Lipid droplet biogenesis and functions in health and disease

Abstract

Ubiquitous yet unique, lipid droplets are intracellular organelles that are increasingly being recognized for their versatility beyond energy storage. Advances uncovering the intricacies of their biogenesis and the diversity of their physiological and pathological roles have yielded new insights into lipid droplet biology. Despite these insights, the mechanisms governing the biogenesis and functions of lipid droplets remain incompletely understood. Moreover, the causal relationship between the biogenesis and function of lipid droplets and human diseases is poorly resolved. Here, we provide an update on the current understanding of the biogenesis and functions of lipid droplets in health and disease, highlighting a key role for lipid droplet biogenesis in alleviating cellular stresses. We also discuss therapeutic strategies of targeting lipid droplet biogenesis, growth or degradation that could be applied in the future to common diseases, such as cancer, hepatic steatosis and viral infection.

Fig. 1. Proposed mechanisms of eukaryotic lipid droplet biogenesis.
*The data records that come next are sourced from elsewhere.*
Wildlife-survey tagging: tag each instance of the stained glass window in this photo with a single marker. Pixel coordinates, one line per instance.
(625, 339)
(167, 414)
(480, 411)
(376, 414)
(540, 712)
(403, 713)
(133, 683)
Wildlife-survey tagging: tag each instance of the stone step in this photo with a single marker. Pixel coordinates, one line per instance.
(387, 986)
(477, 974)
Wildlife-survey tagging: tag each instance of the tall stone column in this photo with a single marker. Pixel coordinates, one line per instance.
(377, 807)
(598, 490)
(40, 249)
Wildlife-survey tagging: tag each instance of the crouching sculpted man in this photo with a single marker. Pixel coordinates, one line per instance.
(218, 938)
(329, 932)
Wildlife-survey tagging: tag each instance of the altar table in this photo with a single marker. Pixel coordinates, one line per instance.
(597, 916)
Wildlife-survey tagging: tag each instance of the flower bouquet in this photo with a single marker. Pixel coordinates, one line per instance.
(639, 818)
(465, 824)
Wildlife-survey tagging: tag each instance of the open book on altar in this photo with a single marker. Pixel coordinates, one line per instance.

(1) Cytoplasmic lipid droplet biogenesis involves the synthesis, nucleation, cytoplasmic budding and growth of neutral lipids from the endoplasmic reticulum (ER). DGAT1 and DGAT2 catalyse the formation of triacylglycerols (TAG; see inset for the biosynthesis pathway), which, once accumulated beyond 2.8–10.0 mol%, form lens structures at sites putatively defined by proteins, such as seipin and its interacting partners. Regulated by monolayer tension asymmetry, budding towards the cytosol might then occur spontaneously or be promoted by both proteins and lipids, including seipin, FIT2 or diacylglycerol (DAG). Ostwald ripening, coalescence, membrane bridges and both ERTOLD and CYTOLD proteins might then contribute to the growth of cytoplasmic lipid droplets. (2) De novo nuclear lipid droplet biogenesis is similar to cytoplasmic lipid droplet formation but occurs at the inner nuclear membrane. While the role of seipin remains controversial, increased phosphatidic acid levels are hypothesized to be pivotal. (3) In lipoprotein-secreting cells, nuclear lipid droplet biogenesis might also occur via the engulfment of luminal lipid droplets. During ER stress, degradation of ApoB but maintenance of MTP levels (top right) enable ApoB-free luminal lipid droplet accumulation in the ER lumen before entry into the nucleus through type I nucleoplasmic reticulum breakage. (4) Luminal lipid droplet biogenesis remains poorly characterized and confounded with VLDL biogenesis (lipidated ApoB represents nascent VLDL particles). Luminal lipid droplets are characterized as ApoB-free precursors. MTP might connect cytoplasmic lipid droplets with the formation of luminal lipid droplets and might also mediate the lipid transfer between luminal lipid droplets and lipidated ApoB. AGPAT, 1-acylglycerol-3-phosphate acyltransferase; ApoB, apolipoprotein B-100; CIDE, cell death-inducing DFFA-like effector; CYTOLD, cytoplasm to lipid droplet targeting; DGAT, diacylglycerol transferase; ERTOLD, ER to lipid droplet targeting; FIT2, fat storage-inducing transmembrane protein 2; G-3-P, glycerol-3-phosphate; GPAT, glycerol-3-phosphate acyltransferase; LPA, lysophosphatidic acid; MTP, microsomal lipid transfer protein; PA, phosphatidic acid; PAP, phosphatidic acid phosphatase; Pi, inorganic phosphate; PLIN3, perilipin 3.

Fig. 2. Postulated chronology of cellular stress-induced lipid droplet biogenesis.

Cellular stress, including endoplasmic reticulum (ER), oxidation and starvation might trigger increased lipogenesis, autophagy, lysosomal phospholipid turnover or the activity of phospholipases. In turn, increased flux of free fatty acids and other lipid intermediates to the ER might induce lipotoxicity. Lipid droplet biogenesis, which is initiated by increased neutral lipids at the ER, might then be promoted to sequester toxic free fatty acids. Through their various roles, including maintaining energy and membrane homeostasis and enabling protein storage and degradation, lipid droplets might further support stress alleviation.